Um ano depois, ela bateu o recorde masculino na mesma travessia, que completou
em 9h e 36min. Ela estava apenas no começo de uma aventura fora do comum.
Não há quem possa igualar Lynne Cox no
nado de longa distância ao ar livre. Ao atravessar o estreito de Cook, na Nova Zelândia, perdeu-se por cinco horas, mas completou a prova. Foi a primeira a nadar o Estreito de Magalhães, um assustador cemitério de navios, e escapou por pouco de ser
morta por tubarão ao dar a volta no cabo
da Boa Esperança, na África do Sul.
Seu maior feito foi o de ter sido a primeira
a cruzar o estreito de Bering, que separa os
EUA da Rússia. Em 1987, foi do Alaska à Sibéria num mar cuja temperatura estava a
4C. Não contente, nadou na Antártida
com a água a 2C -a dois graus da temperatura de congelamento- só de maiô.
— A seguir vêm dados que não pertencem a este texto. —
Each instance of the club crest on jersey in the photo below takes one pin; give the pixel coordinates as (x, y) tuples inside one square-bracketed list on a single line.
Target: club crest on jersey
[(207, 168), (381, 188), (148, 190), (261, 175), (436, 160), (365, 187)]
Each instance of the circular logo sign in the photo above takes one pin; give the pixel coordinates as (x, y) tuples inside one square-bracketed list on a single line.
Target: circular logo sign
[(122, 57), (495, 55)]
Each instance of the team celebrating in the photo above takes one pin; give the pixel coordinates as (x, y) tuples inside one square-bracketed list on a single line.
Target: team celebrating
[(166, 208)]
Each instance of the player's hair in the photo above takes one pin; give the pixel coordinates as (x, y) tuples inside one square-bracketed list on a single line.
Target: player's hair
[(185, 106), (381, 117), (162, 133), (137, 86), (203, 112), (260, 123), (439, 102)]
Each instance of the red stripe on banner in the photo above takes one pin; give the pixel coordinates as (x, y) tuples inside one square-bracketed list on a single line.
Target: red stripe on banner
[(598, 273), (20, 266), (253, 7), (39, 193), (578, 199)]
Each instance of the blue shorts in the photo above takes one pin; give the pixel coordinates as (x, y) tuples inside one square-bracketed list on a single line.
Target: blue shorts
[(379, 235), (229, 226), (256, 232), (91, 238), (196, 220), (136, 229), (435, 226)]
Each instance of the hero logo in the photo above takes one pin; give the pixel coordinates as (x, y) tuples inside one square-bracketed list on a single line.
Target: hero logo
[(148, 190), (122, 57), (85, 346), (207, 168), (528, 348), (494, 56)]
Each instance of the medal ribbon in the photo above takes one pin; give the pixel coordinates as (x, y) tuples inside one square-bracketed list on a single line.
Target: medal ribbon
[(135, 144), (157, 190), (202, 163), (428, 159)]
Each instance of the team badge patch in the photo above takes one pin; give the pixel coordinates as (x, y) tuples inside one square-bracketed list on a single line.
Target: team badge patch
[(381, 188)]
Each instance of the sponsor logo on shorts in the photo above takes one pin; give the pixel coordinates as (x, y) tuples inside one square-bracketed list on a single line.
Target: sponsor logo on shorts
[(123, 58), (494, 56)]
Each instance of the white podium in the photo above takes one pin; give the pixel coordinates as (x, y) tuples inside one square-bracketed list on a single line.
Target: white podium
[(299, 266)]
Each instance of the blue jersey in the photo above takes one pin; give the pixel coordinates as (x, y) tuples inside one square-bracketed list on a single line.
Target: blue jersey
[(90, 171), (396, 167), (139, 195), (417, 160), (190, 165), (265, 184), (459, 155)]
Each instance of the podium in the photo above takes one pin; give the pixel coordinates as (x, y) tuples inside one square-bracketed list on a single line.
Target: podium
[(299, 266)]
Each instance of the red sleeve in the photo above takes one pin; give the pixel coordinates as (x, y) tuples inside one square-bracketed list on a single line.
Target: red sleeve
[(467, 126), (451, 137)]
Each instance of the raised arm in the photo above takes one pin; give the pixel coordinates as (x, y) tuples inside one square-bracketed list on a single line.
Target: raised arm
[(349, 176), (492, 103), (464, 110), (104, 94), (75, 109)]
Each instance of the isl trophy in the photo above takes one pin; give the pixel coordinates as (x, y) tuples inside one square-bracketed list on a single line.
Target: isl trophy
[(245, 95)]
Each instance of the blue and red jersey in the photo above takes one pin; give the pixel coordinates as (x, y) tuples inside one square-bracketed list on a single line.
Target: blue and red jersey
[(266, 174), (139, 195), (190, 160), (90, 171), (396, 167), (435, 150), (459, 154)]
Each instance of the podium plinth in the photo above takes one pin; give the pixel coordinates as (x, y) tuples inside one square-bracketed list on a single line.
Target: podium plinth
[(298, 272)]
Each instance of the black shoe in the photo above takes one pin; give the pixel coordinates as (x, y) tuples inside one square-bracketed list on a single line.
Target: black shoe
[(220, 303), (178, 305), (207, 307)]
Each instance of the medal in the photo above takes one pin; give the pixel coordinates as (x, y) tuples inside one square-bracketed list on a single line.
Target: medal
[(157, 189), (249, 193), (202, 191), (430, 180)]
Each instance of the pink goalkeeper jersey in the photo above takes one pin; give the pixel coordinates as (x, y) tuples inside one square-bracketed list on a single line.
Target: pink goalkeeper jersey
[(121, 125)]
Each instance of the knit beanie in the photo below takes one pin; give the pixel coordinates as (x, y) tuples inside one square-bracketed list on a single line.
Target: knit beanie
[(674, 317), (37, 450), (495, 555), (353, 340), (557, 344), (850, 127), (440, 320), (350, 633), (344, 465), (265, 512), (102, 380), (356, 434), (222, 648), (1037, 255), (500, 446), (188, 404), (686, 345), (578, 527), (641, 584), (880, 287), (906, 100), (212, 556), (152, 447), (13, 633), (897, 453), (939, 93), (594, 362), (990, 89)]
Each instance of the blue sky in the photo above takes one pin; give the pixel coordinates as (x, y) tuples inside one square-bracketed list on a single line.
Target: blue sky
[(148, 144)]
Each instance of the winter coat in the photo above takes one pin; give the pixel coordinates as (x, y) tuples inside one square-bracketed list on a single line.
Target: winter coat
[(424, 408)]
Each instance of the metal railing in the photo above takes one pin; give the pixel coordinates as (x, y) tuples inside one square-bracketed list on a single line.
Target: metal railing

Lynne Cox conta suas aventuras no livro
"Swimming to Antarctica" (nadando para
a Antártida), lançado nos EUA. Nele, ela
conta suas aventuras nos mares do mundo
inteiro, detalhando treinamento, dieta e a
preparação meticulosa para vencer longos
percursos e temperaturas enregelantes.
Ela tem o físico e o temperamento comuns aos nadadores de longa distância. É
gorducha e atarracada. Anti-social e um
pouco mais neurótica que a média. Ela só
destoa da norma do nadador solitário, que
no geral tende para o silêncio, por ter uma
notável capacidade de expressão escrita.
Seu livro tem descrições de grande plasticidade dos infortúnios que o nadador de
longa distância tem que enfrentar: o borrifo, o vento, as correntes traiçoeiras, a desorientação, a fadiga, o medo e, sobretudo,
mais do que tudo, a dor. Nadar é sentir dor.
Mas não só dor. Para determinado tipo de
personalidade, nadar é simplesmente sentir -sentir algo, sentir-se vivo.
Um dos momentos mais belos do livro é
quando a autora conta como descobriu que
não era uma nadadora de piscina, e sim de
provas em alto mar. Parece que ela está
narrando a descoberta não de uma vocação, mas de um propósito na existência.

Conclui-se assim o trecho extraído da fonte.